Im Dschungel, Big Brother: Vorbereitung auf die Ausnahmesituation, in der ein Großteil der Menschheit ohnehin lebt. Wie wird nach der Katastrophe das Wenige in einer Gruppe verteilt? Wer übernimmt welche Aufgabe, um allen zu dienen? Wer wird wie und warum Warlord? Entlang welchen Linien bilden sich Allianzen? (Nur eines ist von Anfang an ausgeschlossen: Kollektivität, gemeinsames Handeln, Zurückweisen der Regeln und Ausverhandeln neuer. Vielleicht wäre das ein Big Brother-Ereignis: Die Gruppe beschließt, niemanden hinauszuwählen, die Aufträge nicht zu übernehmen und sich stattdessen anders in der Situation einzurichten.) Kämpf um deine Frau!: Wer für die Seine, die es zu Hause vorm Bildschirm vielleicht gar nicht mehr sein will, die er vernachlässigt, belogen, gedemütigt hat, nicht zumindest mit Zementsäcken auf dem Rücken über Hindernisparcours läuft und nicht mit anderen Kämpfern erstmals und öffentlich über Gefühle spricht, ist ihrer Liebe nicht mehr wert.

Eine grundfalsche Welt

Der berühmte Satz Adornos, wonach der totale Zusammenhang der Kulturindustrie eins mit der totalen gesellschaftlichen Verblendung sei, wurde am Anfang einer Entwicklung geschrieben, die sich ungeheuerlich entfaltet hat. Das lässt natürlich alle Kulturpessimisten der Jetztzeit frohlocken, und tatsächlich fällt es nicht schwer, diesem Pessimismus anheimzufallen. Nicht nur, dass dem Fernsehen, abgesehen von ein paar wenigen Nischensendern, jeglicher kritischer Stachel fehlt, nicht nur, dass seine von Benjamin aufge-zeigten Emanzipations- und Demokratisierungsmöglichkeiten zur schrecklichen Unkenntlichkeit verzerrt werden, scheinen die Seifenopern, Sensationsdokumentationen und Wohlfühlstreifen all das zu zementieren, was dem kritischen Bewusstsein die Zornesröte ins Gesicht treibt: was demnach aufgebrochen und in seiner Konstruktion bloßgelegt werden müsste. Wer fernsieht, sieht, diesen Gedanken folgend, eine grundfalsche Welt. Die Verblendung kann allerdings an einem Punkt anlangen, wo man sich tatsächlich in dieser Welt wähnt. Und das heißt: so handelt, als lebe man in ihr.

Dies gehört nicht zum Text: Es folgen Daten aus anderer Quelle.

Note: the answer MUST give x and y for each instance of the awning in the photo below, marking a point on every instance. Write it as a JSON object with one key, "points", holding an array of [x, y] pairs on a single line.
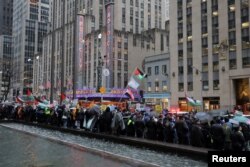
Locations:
{"points": [[157, 95]]}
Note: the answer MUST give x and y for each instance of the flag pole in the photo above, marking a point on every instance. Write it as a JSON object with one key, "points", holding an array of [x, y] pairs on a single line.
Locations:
{"points": [[127, 84]]}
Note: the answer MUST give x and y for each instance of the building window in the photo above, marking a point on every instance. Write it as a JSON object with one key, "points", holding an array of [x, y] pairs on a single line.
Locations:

Du bist, was du isst etwa hätte zumindest eine Seminareinheit zum Begriff der Biopolitik, wie er von Foucault entwickelt und in den avancierten zeitgenössischen Theorien aufgegriffen wurde, ersetzen können. Ein Übergewichtiger meint aufgrund seines Übergewichts bei Frauen chancenlos zu sein. Eine Ernährungsberaterin springt ihm hilfreich zur Seite, weil nur von dort sein Bauch so richtig zur Geltung kommt: Sie inspiziert seinen Kühlschrank, der ausgemistet werden muss, während sich der hämische Kommentar im Off fragt, wie der Magen, der bislang ein Schweinefriedhof gewesen sei, mit Gemüse zurande kommen werde. Dazu werden in regelmäßigen Abständen die Ernährungspyramide eingeblendet, Vitamine erklärt und Ballaststoffe aufgeschlüsselt.

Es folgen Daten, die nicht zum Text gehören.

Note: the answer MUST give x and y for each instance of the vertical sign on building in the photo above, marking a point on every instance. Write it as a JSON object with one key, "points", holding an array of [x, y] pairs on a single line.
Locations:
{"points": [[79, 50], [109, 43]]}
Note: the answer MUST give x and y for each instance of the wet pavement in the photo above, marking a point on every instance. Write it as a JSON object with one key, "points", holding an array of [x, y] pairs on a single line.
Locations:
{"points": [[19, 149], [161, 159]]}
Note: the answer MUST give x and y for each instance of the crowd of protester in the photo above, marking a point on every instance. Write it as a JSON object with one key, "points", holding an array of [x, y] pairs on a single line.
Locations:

Mit der neuen Diät für ein neues Leben geht in dieser Versuchsanordnung die totale Entmündigung einher. Selten ist der Übergang vom Subjektwerdungsversuch zur Objektivierung drastischer gezeigt worden: Nicht etwa der Patient selbst, die Ernährungsberaterin holt vom Arzt den Befund ihres Mündels ein, und die beiden Spezialisten einigen sich auf einen Plan für den, der mittlerweile mit aufgesetztem Lächeln Gemüse grillt. Bald aber muss die Beraterin zu ihrer Enttäuschung wieder Ungebührliches aus dem Kühlschrank entfernen. Am Schluss jedoch hat der Mann abgenommen, bei einem Speed-Dating, wo er im Fünfminutentakt potenzielle Partnerinnen vorgestellt bekam, eine Frau kennengelernt, der er in der Schlussszene bei romantischer Musik in der Abenddämmerung entgegengeht. Um ein neues, möglicherweise glückendes Leben zu beginnen, gilt es, erstens, die alten ungesunden Gewohnheiten hinter sich zu lassen. Die Bewältigung der Aufgaben der Zukunft, die von den Herrschenden der Gegenwart in den Dienst genommen wird, erfordert eine möglichst gesunde Bevölkerung.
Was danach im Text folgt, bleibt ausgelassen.